- Date: 16–22 November
- Edition: 8th
- Category: Tier IV
- Draw: 32S / 16D
- Prize money: $107,500
- Surface: Hard / outdoor
- Location: Pattaya, Thailand

Champions

Singles
- Julie Halard-Decugis

Doubles
- Els Callens / Julie Halard-Decugis
| Volvo Women's Open |

= 1998 Volvo Women's Open =

The 1998 Volvo Women's Open was a women's tennis tournament played on outdoor hard courts in Pattaya, Thailand that was part of Tier IV of the 1998 WTA Tour.
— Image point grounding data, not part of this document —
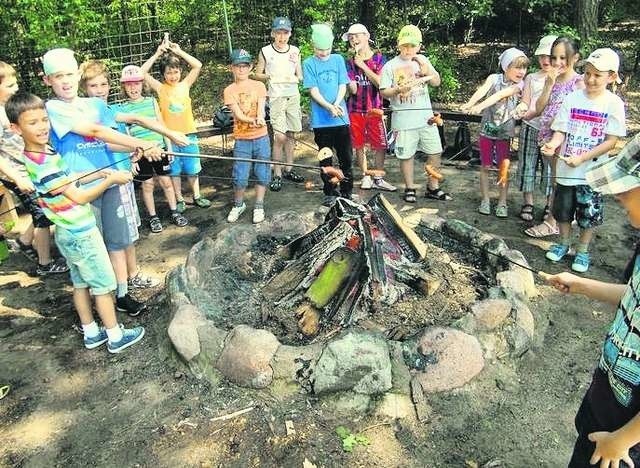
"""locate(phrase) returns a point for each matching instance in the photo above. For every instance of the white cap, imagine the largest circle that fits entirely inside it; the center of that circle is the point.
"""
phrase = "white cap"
(356, 28)
(545, 44)
(605, 60)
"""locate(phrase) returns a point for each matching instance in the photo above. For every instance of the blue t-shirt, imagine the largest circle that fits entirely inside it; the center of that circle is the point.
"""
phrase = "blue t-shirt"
(327, 76)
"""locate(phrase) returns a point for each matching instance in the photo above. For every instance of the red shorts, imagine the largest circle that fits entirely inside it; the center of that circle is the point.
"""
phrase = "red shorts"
(367, 129)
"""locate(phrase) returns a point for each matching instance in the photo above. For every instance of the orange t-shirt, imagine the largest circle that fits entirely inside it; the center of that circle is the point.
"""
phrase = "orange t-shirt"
(175, 107)
(246, 95)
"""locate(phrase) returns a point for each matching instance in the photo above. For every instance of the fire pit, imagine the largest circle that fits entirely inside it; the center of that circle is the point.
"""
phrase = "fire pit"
(356, 306)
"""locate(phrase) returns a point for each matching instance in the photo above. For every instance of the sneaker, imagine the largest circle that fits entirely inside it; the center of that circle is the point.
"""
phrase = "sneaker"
(129, 305)
(556, 252)
(581, 262)
(235, 213)
(130, 336)
(92, 342)
(292, 176)
(142, 282)
(155, 224)
(258, 215)
(382, 184)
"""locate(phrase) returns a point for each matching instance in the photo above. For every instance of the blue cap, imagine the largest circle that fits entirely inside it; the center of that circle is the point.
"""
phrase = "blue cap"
(281, 22)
It was the eighth edition of the tournament and was held from 16 November through 22 November 1998. Second-seeded Julie Halard-Decugis won the singles title and earned $17,700 first-prize money.

==Finals==
===Singles===

FRA Julie Halard-Decugis defeated CHN Fang Li 6–1, 6–2
- It was Halard-Decugis' 3rd title of the year and the 12th of her career.

===Doubles===

BEL Els Callens / FRA Julie Halard-Decugis defeated JPN Rika Hiraki / POL Aleksandra Olsza 3–6, 6–2, 6–2
- It was Callens' 2nd title of the year and the 3rd of her career. It was Halard-Decugis' 4th title of the year and the 13th of her career.